Everyday metal could double risk of stroke, finds health research
Exposure to tungsten – common in mobile phones, jewellery and light bulbs – could severely increase the risk of suffering serious health problems, scientists have found.
High levels of the precious metal in the body could double the risk of suffering a stroke, researchers at the University of Exeter have said.
Current exposure to tungsten is low, despite its prevalence in a slew of everyday items and appliances.
But experts say they are concerned a gradual increase could pose a health risk to future generations, as advances in technology continue to drive demand for tungsten.
Lead author of the research, Dr Jessica Tyrrell, said: "While currently very low, human exposure to tungsten is set to increase.
"We're not yet sure why some members of the population have higher levels of the metal in their make up, and an important step in understanding and preventing the risks it may pose to health will be to get to the bottom of how it's ending up in our bodies."
The research used data from the US-based National Health and Nutrition Examination Survey, analysing information from more than 8,500 participants aged between 18 and 74 over a 12-year period.
Higher tungsten levels were found to be strongly associated with an increase in the prevalence of stroke, independent of typical risk factors.
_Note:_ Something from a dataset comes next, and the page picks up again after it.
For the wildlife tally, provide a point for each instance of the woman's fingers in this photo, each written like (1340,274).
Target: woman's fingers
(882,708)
Importantly, the findings show that tungsten could be a significant risk factor for stroke in people under the age of 50.
According to figures from the World Health Organisation, a stroke is currently the second leading cause of death in the Western world, behind heart disease. It is also the leading cause of disability in adults, often resulting in loss of motor control, urinary incontinence, depression and memory loss.
During its production, small amounts of the metal can be deposited in the environment, eventually making their way into water systems and onto agricultural land.
Fellow report author Dr Nicholas Osborne said: "The relationship we're seeing between tungsten and stroke may only be the tip of the iceberg. As numerous new substances make their way into the environment, we're accumulating a complex 'chemical cocktail' in our bodies.
"Currently we have incredibly limited information on the health effects of individual chemicals and no research has explored how these compounds might interact to impact human health."